The Making of a Pure Breed
By the 1970's, transporting dogs by air instead of sea had become quicker and more affordable. This made it much easier to export and import dogs between countries. Within each country, some types of dogs were further developed, resulting in new, modern, country specific, breeds having their beginnings about this time. But it takes decades for a new breed to become recognised because it must comply to the regulations set by the incumbent dog registration body. This can be a difficult journey. A good example is the recognition of the Tenterfield Terrier by ANKC (Australia).
Country of Origin
Below is a timeline of some of the breeds that originated from the Old English White Terrier.
Early Fox Terrier
In the early 1800s, the now extinct Old English White Terrier became a Fox Terrier, similar to the one pictured. These were one of several all-purpose early types of Terrier known centuries ago.
By the late 1800's ratting terriers had developed separately from those used for Fox Hunting. The latter were made famous by Parson Jack Russell. His success in breeding his strain of terrier lasted throughout his long life and beyond. Simultaneously, in the late 1800s, the UK Stud Books began, founding some of the oldest Pure Breeds like Fox Terrier.
But the Stud Books did not record the Fox Hunting Terriers belonging to Parson Jack Russell. These were contained in a private Register quite separate from the UK Stud Books. This situation continued until a century or so after he died, when his working Fox Hunting terriers were finally recognised as a pure breed in UK in 1990, bearing his name, as Parson Russell Terriers.
Jack Russell Terriers
By the 1900's the ratting terriers that sailed the world had developed separately. Many have become pure breeds in the country in which they landed. These countries now have their own Registries or Stud Books. As the transition into pure breeds is complicated and varies from country to country, below is what happened in Australia.
Country of Development
In 1964, when the famous Roycroft Equestrian Olympians introduced what they called Jack Russell Terriers into Australia, neither the Parson's Jack Russells nor the Mini Foxie was recognised as pure breeds. Chapter 5 of this book described how, by 1991, the ANKC had recognised the Jack Russell Terrier as a pure breed with England as its "Country of Origin" but Australia its "Country of Development'.

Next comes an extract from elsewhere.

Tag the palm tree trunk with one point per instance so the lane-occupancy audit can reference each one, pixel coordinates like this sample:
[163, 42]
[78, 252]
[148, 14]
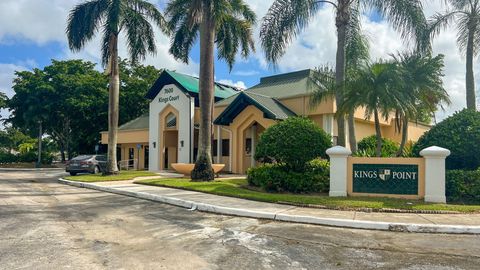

Because of the publicity created when they were first introduced, the Jack Russell and Mini Foxie became hopelessly interbred by the pet market. With no checks or balances in place, a good deal of harm was done to both breeds. Even today, decades after both breeds have gained pure breed recognition, the general public and many others including animal welfare organisations still confuse these 2 breeds! Because of this, below is a brief chart of the major differences.
|Jack Russell Terrier||Tenterfield Terrier|
Ideally: 25 cms (10 ins) to 30 cms (12 ins)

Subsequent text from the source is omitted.